Diminishing marginal utility applies to both sides.
It’s more complicated than that. As explained in Thinking: Fast and Slow, most people are risk adverse in gains, risk prone in losses, and weigh losses more heavily for gains, but whereas for well-off people gains and losses are measured from the status quo, for the very poor they’re counted from a higher level, so that up to a certain point getting more money feels more like a reduced loss than a gain (which is why poor people are more likely to spend sizeable chunks of money on lotteries).
So, it’s well possible that the risk of losing 1% of one’s money has a different motivational effect for someone very poor than for someone well off.
I have no argument with the proposition that social class, financial wealth and the associated ingrained habits of thought can change the psychological responses to stimulus.
It’s more complicated than that.
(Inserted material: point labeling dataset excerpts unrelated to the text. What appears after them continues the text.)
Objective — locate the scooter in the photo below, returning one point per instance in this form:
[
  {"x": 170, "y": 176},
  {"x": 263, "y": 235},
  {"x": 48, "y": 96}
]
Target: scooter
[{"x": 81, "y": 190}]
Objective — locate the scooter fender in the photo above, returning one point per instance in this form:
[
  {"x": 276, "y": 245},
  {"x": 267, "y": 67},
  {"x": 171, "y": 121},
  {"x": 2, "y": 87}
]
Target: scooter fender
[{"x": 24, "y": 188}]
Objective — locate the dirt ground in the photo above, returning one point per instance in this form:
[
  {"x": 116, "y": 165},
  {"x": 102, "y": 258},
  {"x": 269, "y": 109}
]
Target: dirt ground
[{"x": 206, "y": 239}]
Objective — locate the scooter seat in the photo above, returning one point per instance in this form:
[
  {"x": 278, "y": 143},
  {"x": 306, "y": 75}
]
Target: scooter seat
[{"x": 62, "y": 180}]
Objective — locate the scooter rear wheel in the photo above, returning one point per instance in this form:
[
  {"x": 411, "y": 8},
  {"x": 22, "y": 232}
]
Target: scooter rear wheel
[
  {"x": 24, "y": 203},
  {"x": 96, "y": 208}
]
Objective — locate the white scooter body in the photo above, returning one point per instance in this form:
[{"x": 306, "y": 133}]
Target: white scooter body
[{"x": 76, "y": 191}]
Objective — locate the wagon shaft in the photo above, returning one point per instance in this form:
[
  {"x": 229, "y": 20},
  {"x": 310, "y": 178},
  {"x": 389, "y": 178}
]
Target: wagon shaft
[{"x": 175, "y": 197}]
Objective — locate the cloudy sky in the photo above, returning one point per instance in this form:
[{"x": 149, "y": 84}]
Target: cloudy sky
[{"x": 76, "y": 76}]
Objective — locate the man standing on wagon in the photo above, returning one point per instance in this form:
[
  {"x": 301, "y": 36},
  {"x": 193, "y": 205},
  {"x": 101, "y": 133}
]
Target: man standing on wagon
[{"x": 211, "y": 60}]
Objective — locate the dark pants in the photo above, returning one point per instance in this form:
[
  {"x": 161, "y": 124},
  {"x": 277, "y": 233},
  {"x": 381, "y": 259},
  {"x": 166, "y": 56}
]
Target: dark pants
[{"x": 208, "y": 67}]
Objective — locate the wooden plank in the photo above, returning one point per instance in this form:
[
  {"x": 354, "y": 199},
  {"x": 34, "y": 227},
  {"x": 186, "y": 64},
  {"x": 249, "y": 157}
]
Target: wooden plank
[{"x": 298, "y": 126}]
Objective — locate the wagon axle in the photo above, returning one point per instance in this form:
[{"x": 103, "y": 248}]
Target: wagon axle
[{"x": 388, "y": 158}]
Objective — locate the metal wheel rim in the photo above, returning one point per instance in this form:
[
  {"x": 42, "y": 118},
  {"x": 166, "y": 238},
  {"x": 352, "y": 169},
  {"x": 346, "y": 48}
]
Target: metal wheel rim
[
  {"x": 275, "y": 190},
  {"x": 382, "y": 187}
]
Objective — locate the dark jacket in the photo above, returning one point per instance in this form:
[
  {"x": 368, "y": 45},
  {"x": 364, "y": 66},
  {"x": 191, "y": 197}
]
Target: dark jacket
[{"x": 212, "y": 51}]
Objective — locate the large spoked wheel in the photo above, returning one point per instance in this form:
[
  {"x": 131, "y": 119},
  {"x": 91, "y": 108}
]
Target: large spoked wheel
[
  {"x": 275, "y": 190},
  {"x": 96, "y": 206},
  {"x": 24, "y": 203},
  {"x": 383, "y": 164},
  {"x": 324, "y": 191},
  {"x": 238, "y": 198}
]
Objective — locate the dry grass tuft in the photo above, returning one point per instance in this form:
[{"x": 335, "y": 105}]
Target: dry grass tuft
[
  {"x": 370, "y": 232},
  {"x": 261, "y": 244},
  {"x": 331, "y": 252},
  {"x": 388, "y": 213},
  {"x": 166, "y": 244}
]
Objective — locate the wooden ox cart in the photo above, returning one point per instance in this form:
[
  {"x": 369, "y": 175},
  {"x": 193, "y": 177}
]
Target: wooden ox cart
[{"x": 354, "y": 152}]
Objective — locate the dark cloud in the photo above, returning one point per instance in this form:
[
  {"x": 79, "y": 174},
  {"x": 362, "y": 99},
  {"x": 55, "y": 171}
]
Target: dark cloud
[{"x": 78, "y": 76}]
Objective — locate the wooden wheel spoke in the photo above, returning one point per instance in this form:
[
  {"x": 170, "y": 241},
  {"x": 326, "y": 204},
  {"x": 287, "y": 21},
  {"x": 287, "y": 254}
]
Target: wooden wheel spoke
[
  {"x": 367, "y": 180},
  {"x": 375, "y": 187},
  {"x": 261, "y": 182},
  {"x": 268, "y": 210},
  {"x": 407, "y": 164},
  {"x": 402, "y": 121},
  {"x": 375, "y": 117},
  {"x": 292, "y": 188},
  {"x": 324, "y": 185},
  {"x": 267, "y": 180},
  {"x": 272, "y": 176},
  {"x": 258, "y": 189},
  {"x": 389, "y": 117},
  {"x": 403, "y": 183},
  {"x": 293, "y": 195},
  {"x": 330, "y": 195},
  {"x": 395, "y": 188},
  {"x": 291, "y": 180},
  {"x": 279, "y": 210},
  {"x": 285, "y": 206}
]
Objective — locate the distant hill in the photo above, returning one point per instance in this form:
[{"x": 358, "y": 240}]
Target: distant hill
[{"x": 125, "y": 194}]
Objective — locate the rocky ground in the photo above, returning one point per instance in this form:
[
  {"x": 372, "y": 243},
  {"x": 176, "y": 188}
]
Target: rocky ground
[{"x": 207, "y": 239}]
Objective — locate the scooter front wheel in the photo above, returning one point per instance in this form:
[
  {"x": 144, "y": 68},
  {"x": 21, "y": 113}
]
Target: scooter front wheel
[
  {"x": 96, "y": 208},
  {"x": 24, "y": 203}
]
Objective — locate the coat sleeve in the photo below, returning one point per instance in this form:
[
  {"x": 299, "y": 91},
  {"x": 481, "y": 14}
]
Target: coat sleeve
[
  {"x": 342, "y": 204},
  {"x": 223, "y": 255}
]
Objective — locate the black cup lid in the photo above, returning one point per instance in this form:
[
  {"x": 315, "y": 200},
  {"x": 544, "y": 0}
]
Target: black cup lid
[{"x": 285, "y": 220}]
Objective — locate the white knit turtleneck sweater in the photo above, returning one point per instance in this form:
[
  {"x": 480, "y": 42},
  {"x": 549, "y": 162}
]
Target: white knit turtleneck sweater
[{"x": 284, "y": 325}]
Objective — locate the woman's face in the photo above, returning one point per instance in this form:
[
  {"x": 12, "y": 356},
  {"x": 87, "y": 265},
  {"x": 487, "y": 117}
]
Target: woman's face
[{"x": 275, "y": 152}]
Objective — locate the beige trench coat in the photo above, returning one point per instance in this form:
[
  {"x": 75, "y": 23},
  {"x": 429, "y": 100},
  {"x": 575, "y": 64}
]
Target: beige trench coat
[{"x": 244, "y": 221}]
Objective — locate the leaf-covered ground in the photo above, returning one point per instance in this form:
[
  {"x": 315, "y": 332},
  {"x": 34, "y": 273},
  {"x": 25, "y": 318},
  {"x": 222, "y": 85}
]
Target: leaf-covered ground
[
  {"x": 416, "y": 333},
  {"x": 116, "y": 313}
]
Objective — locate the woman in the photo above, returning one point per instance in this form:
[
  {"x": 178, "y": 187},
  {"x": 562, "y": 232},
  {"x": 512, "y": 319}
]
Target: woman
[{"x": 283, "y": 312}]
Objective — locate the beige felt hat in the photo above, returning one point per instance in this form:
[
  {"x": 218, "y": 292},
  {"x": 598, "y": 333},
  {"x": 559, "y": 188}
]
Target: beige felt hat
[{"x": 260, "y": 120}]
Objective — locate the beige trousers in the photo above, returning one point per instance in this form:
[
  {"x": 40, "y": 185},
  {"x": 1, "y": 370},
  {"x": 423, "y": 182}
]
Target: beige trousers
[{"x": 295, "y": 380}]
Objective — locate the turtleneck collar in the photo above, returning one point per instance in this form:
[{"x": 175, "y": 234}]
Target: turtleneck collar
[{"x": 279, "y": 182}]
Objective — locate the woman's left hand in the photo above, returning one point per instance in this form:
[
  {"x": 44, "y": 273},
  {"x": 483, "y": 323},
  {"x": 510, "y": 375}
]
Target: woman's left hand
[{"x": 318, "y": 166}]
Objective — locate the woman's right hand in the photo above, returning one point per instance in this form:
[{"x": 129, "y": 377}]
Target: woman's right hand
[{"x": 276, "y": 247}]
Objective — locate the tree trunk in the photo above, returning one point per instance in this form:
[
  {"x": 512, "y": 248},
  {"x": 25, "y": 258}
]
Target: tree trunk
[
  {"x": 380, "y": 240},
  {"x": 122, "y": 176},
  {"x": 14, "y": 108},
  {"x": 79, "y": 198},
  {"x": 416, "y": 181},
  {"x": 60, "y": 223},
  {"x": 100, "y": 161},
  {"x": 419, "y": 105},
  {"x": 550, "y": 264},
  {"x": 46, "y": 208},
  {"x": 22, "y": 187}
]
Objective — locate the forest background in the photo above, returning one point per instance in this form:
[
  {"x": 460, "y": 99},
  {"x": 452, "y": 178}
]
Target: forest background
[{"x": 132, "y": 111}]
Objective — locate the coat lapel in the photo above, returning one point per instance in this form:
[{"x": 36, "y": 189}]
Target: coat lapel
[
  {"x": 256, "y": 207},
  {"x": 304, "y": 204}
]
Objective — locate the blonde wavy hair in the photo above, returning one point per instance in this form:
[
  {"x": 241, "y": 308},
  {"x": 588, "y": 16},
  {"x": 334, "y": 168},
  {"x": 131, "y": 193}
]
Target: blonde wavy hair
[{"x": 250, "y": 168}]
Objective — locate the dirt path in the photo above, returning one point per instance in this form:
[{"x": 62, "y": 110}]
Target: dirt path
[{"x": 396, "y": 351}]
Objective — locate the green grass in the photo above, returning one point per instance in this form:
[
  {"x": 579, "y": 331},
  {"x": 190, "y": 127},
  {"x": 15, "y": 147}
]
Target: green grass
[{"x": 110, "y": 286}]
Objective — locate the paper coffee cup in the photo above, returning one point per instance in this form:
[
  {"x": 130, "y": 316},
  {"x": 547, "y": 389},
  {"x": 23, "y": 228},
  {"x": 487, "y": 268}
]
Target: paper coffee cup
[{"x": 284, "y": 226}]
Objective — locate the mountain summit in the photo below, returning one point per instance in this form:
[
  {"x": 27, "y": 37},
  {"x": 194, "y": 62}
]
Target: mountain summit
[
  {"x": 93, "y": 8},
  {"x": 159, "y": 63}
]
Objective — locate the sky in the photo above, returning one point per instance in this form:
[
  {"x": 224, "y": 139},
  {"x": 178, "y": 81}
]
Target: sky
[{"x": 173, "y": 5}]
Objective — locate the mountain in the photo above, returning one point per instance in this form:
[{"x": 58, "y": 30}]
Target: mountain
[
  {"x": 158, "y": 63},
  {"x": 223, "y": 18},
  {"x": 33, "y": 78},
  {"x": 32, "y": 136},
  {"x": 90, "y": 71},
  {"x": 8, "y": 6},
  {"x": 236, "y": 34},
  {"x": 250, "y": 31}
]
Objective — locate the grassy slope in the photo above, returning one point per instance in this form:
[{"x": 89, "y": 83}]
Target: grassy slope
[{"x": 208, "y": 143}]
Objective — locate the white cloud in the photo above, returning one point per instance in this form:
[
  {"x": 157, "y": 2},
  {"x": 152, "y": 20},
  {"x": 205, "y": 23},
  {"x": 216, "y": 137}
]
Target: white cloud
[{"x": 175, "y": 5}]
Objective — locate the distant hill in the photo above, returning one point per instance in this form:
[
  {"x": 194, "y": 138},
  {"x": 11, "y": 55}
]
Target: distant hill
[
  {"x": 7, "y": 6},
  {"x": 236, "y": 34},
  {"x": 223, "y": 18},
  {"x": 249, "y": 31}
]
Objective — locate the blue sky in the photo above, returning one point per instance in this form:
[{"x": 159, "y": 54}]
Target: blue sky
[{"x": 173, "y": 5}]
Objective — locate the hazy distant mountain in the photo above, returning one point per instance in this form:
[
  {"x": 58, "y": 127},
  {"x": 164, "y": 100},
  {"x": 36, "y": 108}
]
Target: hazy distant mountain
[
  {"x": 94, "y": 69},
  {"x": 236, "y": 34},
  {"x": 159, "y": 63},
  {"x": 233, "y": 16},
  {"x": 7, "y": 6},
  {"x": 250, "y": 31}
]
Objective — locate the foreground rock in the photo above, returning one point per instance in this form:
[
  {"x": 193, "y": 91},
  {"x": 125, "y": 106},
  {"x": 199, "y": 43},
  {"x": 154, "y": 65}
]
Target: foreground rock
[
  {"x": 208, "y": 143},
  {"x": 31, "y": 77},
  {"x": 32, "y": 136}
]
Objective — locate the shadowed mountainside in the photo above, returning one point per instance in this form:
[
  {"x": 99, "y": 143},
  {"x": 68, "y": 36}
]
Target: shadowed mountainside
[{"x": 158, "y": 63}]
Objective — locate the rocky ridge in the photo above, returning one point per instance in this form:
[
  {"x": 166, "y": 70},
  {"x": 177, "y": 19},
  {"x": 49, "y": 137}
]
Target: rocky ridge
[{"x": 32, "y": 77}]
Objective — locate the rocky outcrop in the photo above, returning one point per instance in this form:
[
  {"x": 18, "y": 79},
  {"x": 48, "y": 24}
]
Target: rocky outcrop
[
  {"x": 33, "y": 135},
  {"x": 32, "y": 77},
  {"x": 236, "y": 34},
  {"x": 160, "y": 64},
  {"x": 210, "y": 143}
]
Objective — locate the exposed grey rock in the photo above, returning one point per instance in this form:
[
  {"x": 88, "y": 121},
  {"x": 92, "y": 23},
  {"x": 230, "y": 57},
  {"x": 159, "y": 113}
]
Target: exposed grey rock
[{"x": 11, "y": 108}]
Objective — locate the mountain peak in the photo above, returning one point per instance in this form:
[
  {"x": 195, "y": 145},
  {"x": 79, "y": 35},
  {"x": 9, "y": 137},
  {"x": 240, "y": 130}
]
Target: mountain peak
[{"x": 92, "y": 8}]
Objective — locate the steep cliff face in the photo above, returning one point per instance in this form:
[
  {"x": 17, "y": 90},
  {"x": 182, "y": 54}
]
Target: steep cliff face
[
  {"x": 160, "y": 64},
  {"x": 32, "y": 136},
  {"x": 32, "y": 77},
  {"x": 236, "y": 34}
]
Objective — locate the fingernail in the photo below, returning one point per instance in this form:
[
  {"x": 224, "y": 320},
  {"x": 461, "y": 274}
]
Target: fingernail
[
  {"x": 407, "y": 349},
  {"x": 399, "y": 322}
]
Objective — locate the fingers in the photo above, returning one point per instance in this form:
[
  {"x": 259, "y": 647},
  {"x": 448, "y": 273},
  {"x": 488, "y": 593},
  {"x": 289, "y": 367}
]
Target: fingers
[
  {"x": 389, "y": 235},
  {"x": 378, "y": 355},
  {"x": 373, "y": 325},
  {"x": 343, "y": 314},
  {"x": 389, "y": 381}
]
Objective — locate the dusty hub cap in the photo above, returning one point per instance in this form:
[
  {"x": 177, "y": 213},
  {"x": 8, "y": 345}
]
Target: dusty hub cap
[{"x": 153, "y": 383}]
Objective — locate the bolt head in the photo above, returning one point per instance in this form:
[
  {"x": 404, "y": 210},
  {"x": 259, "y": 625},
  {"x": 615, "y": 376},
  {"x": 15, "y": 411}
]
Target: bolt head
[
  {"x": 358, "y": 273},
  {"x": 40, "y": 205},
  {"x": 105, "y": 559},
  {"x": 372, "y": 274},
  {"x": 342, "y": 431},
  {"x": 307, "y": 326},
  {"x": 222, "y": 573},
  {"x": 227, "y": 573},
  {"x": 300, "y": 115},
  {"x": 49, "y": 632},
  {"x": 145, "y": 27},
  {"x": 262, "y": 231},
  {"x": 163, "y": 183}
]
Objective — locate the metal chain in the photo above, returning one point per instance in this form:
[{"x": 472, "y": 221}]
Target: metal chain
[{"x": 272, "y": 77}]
As explained in Thinking: Fast and Slow, most people are risk adverse in gains, risk prone in losses, and weigh losses more heavily for gains, but whereas for well-off people gains and losses are measured from the status quo, for the very poor they’re counted from a higher level, so that up to a certain point getting more money feels more like a reduced loss than a gain (which is why poor people are more likely to spend sizeable chunks of money on lotteries).
So, it’s well possible that the risk of losing 1% of one’s money has a different motivational effect for someone very poor than for someone well off.
I have no argument with the proposition that social class, financial wealth and the associated ingrained habits of thought can change the psychological responses to stimulus.